For this question, let’s consider $f(x).g(x)={{\log }_{e}}x=\ln x$
Now, to apply integration by parts, we need to select the first function and second function respectively. Let’s consider $\ln x$ as the first function, and 1 as the second function. This is done because after all, $\ln x=1.\ln x$.
Thus, applying the formula of integration by parts, we get :
$\begin{align}
  & \int\limits_{x=0}^{x=1}{\overset{II}{\mathop{1}}\,.\overset{I}{\mathop{\ln x}}\,dx}=([\ln x].\int{1dx})_{0}^{1}-\int\limits_{0}^{1}{(\dfrac{d(\ln x)}{dx}.\int{1dx)dx}} \\
 & =(x\ln x)_{0}^{1}-\int\limits_{0}^{1}{\dfrac{1}{x}.xdx} \\
 & =[0-0]-(x)_{0}^{1} \\
 & =-(1-0)=-1 \\
\end{align}$
Thus, we have the value of $\int\limits_{x=0}^{x=1}{\ln xdx=-1}$. However, we have been asked for the area enclosed by the graph of $\ln x$, and the area can never be negative. So, we have to take the modulus of this value, which will be $|\int\limits_{x=0}^{x=1}{\ln xdx|=|-1|=1}$.

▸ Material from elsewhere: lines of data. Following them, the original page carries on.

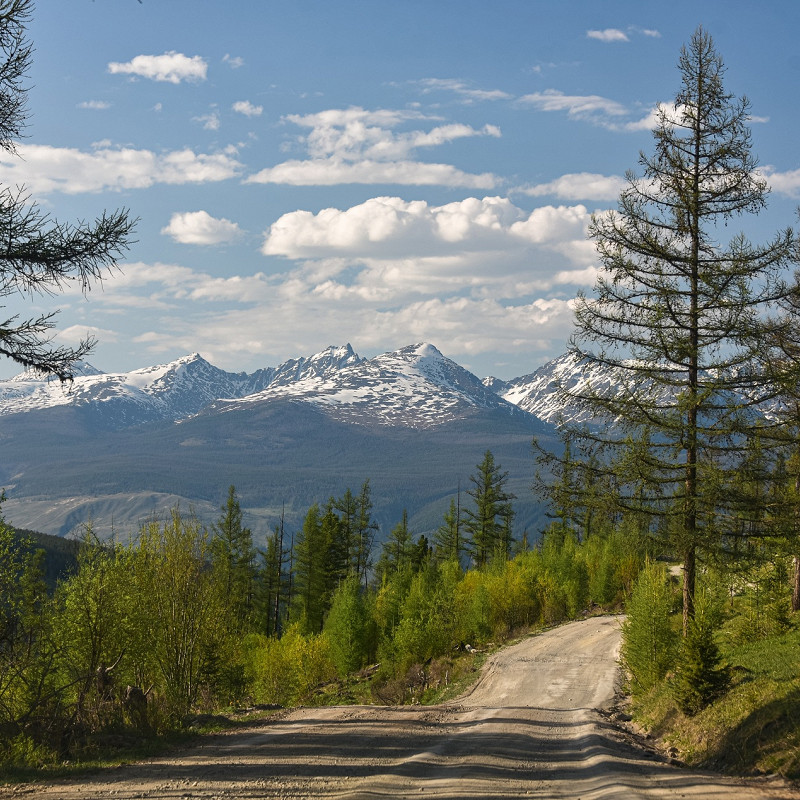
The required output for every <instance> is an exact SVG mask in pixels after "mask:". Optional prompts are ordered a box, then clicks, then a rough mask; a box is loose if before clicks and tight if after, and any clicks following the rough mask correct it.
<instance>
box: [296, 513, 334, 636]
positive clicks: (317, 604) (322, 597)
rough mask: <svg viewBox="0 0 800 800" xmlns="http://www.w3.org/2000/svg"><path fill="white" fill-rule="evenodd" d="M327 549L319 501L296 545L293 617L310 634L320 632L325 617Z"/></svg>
mask: <svg viewBox="0 0 800 800" xmlns="http://www.w3.org/2000/svg"><path fill="white" fill-rule="evenodd" d="M327 556H328V549H327V546H326V541H325V535H324V533H323V530H322V514H321V513H320V508H319V504H318V503H314V505H312V506H311V508H309V509H308V513H307V514H306V518H305V521H304V522H303V529H302V531H301V532H300V534H299V535H298V537H297V540H296V542H295V548H294V559H293V560H294V572H293V584H294V585H293V591H292V602H293V604H294V605H295V609H296V610H295V613H294V614H293V619H296V620H299V621H300V622H301V624H302V626H303V628H304V630H305V631H307V632H308V633H320V632H321V631H322V623H323V621H324V618H325V611H326V610H327V608H326V605H325V596H326V592H327V589H328V569H327Z"/></svg>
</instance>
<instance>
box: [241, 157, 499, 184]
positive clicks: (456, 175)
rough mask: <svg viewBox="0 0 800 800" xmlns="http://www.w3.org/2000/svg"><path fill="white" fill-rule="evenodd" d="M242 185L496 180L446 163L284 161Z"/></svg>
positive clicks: (495, 178)
mask: <svg viewBox="0 0 800 800" xmlns="http://www.w3.org/2000/svg"><path fill="white" fill-rule="evenodd" d="M245 183H281V184H288V185H291V186H338V185H340V184H346V183H360V184H373V185H375V184H397V185H402V186H451V187H465V188H468V189H493V188H494V187H495V186H497V184H498V183H499V179H498V178H497V177H496V176H494V175H492V174H491V173H488V172H485V173H482V174H480V175H475V174H471V173H468V172H462V171H461V170H459V169H456V168H455V167H451V166H450V165H449V164H431V163H427V162H420V161H360V162H358V163H349V162H345V161H341V160H339V159H335V158H316V159H309V160H307V161H297V160H292V161H285V162H283V163H282V164H278V165H277V166H275V167H267V168H266V169H262V170H261V171H260V172H257V173H256V174H255V175H251V176H250V177H248V178H247V179H246V180H245Z"/></svg>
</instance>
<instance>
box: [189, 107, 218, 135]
mask: <svg viewBox="0 0 800 800" xmlns="http://www.w3.org/2000/svg"><path fill="white" fill-rule="evenodd" d="M192 122H199V123H200V124H201V125H202V126H203V128H204V130H207V131H218V130H219V124H220V122H219V114H218V113H217V112H216V111H211V112H209V113H208V114H201V115H200V116H199V117H192Z"/></svg>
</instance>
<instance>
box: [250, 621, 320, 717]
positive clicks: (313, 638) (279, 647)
mask: <svg viewBox="0 0 800 800" xmlns="http://www.w3.org/2000/svg"><path fill="white" fill-rule="evenodd" d="M243 646H244V651H245V675H246V678H247V680H248V683H249V685H250V687H251V694H252V697H253V699H254V700H255V702H256V703H263V704H267V703H277V704H279V705H287V706H288V705H293V704H297V703H301V702H307V701H308V700H310V699H311V698H312V695H313V692H314V689H315V688H317V687H318V686H320V685H321V684H323V683H325V682H327V681H330V680H333V678H335V677H336V667H335V665H334V663H333V661H332V659H331V654H330V641H329V639H328V637H326V636H324V635H321V634H319V635H317V634H311V635H308V634H303V632H302V630H301V628H300V627H299V625H297V624H294V625H290V626H289V628H287V630H286V633H284V635H283V636H282V637H281V638H280V639H276V638H268V637H266V636H264V635H262V634H250V635H249V636H247V637H245V640H244V643H243Z"/></svg>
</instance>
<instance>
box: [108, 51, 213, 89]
mask: <svg viewBox="0 0 800 800" xmlns="http://www.w3.org/2000/svg"><path fill="white" fill-rule="evenodd" d="M108 71H109V72H110V73H111V74H112V75H116V74H122V75H134V76H138V77H140V78H149V79H150V80H153V81H165V82H167V83H180V82H181V81H204V80H205V79H206V73H207V71H208V64H207V63H206V62H205V60H204V59H203V58H201V57H200V56H185V55H184V54H183V53H177V52H175V51H174V50H171V51H169V52H167V53H164V54H163V55H160V56H146V55H140V56H136V57H135V58H133V59H131V60H130V61H126V62H120V61H112V62H111V63H109V65H108Z"/></svg>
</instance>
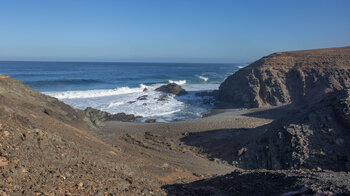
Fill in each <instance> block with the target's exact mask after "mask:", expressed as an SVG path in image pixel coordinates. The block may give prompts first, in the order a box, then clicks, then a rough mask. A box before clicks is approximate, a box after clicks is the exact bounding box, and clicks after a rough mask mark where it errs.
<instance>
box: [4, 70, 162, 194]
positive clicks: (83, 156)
mask: <svg viewBox="0 0 350 196" xmlns="http://www.w3.org/2000/svg"><path fill="white" fill-rule="evenodd" d="M85 113H86V112H84V111H81V110H77V109H74V108H72V107H70V106H68V105H66V104H64V103H63V102H61V101H59V100H57V99H56V98H52V97H49V96H46V95H43V94H41V93H39V92H36V91H35V90H32V89H30V88H29V87H27V86H25V85H23V84H22V83H21V82H19V81H16V80H14V79H12V78H11V77H9V76H6V75H2V74H0V172H1V178H0V187H1V188H0V195H8V194H9V195H105V194H106V193H105V192H107V191H108V193H110V194H111V195H125V194H132V195H140V194H142V193H141V192H142V191H143V192H145V191H148V192H149V191H150V190H151V191H153V192H154V193H155V194H156V195H164V192H163V191H161V190H160V188H159V186H160V185H159V182H158V181H157V180H156V179H154V178H152V177H150V176H148V175H146V174H143V173H140V172H139V170H137V169H135V168H133V167H132V166H129V165H127V164H125V162H127V160H126V159H124V157H126V156H125V154H123V153H122V152H120V151H118V150H116V149H115V148H113V147H112V146H110V145H108V144H106V143H104V142H103V141H101V140H100V139H98V138H97V137H96V136H94V135H93V132H92V131H91V130H90V129H96V127H95V126H94V124H93V123H95V121H94V122H93V123H92V122H91V121H90V120H91V119H92V118H91V115H90V116H89V117H90V118H88V117H87V116H86V115H85ZM97 117H100V116H97ZM97 117H94V119H96V118H97ZM146 189H147V190H146ZM7 193H8V194H7Z"/></svg>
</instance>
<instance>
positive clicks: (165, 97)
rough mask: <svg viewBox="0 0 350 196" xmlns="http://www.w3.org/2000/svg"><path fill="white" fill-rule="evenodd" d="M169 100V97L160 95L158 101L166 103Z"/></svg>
mask: <svg viewBox="0 0 350 196" xmlns="http://www.w3.org/2000/svg"><path fill="white" fill-rule="evenodd" d="M167 99H168V95H160V96H159V98H158V99H157V101H166V100H167Z"/></svg>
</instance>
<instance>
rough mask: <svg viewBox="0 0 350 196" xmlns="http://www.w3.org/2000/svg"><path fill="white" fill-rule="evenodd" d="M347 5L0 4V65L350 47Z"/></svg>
mask: <svg viewBox="0 0 350 196" xmlns="http://www.w3.org/2000/svg"><path fill="white" fill-rule="evenodd" d="M349 10H350V1H348V0H328V1H326V0H290V1H282V0H279V1H277V0H276V1H262V0H256V1H253V0H245V1H243V0H242V1H239V0H237V1H234V0H123V1H121V0H120V1H118V0H56V1H53V0H52V1H51V0H50V1H48V0H30V1H28V0H22V1H19V0H0V59H1V60H63V61H64V60H72V61H147V62H249V61H253V60H256V59H257V58H260V57H262V56H265V55H268V54H269V53H272V52H275V51H285V50H299V49H312V48H326V47H339V46H349V45H350V11H349Z"/></svg>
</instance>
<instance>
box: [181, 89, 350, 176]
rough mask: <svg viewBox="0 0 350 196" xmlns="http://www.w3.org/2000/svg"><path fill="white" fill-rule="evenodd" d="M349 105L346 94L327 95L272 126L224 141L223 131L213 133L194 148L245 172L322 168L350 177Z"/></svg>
mask: <svg viewBox="0 0 350 196" xmlns="http://www.w3.org/2000/svg"><path fill="white" fill-rule="evenodd" d="M349 100H350V90H348V89H344V90H341V91H336V92H333V93H329V94H328V95H327V96H326V97H325V98H324V99H323V100H321V101H320V102H318V103H315V104H311V105H309V106H307V107H304V108H302V109H300V108H299V109H293V110H289V111H288V110H284V111H285V112H289V113H290V115H286V117H283V118H280V119H276V120H275V121H273V122H272V123H270V124H266V125H264V126H260V127H257V128H252V129H235V130H229V131H227V134H226V136H225V137H220V136H219V135H220V132H219V131H217V132H216V133H215V132H213V133H212V135H213V137H212V139H211V140H210V141H204V140H203V141H202V142H201V143H196V145H197V146H201V147H204V148H205V149H206V151H207V152H208V153H209V154H212V156H213V157H219V158H221V159H222V160H225V161H227V162H228V163H230V164H232V165H234V166H237V167H239V168H242V169H268V170H279V169H304V168H307V169H317V168H320V169H326V170H332V171H347V172H348V171H350V151H349V150H348V149H350V131H349V119H350V113H349V108H350V101H349ZM280 112H283V110H282V109H281V111H280ZM249 115H252V116H254V115H256V114H254V113H253V114H249ZM200 134H203V133H198V134H197V133H195V134H192V135H190V136H188V137H187V138H188V139H187V140H184V141H185V142H186V141H191V140H192V141H194V139H195V138H200V136H201V135H200ZM208 134H209V133H208ZM208 137H209V136H208ZM217 138H218V139H217Z"/></svg>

Hence, the area is option a, 1.
option (a) is Correct.

Note: You might get confused regarding when to take the modulus of the integral and when to not take the integral. In this question we were asked for an area that is all negative, so it was safe to put the modulus over the entire integral. However, when we are asked to find the area of a graph that lies both in the positive $y$ as well as the negative $y$ region, we have to break the integral at the points where the function changes its value from negative to positive and vice versa. This is done because while calculating the integral, we’ll get a negative value for the area that lies below the $y$ axis. But, we have to carefully take the modulus of the negative area, since area can never be negative, and the total area can only be the sum of the areas of the required regions, immaterial of whether they lie in the positive $y$ or the negative $y$ region. Therefore, you should be very careful about the modulus, and break the function at the places when the function’s value changes from positive to negative or the other way round.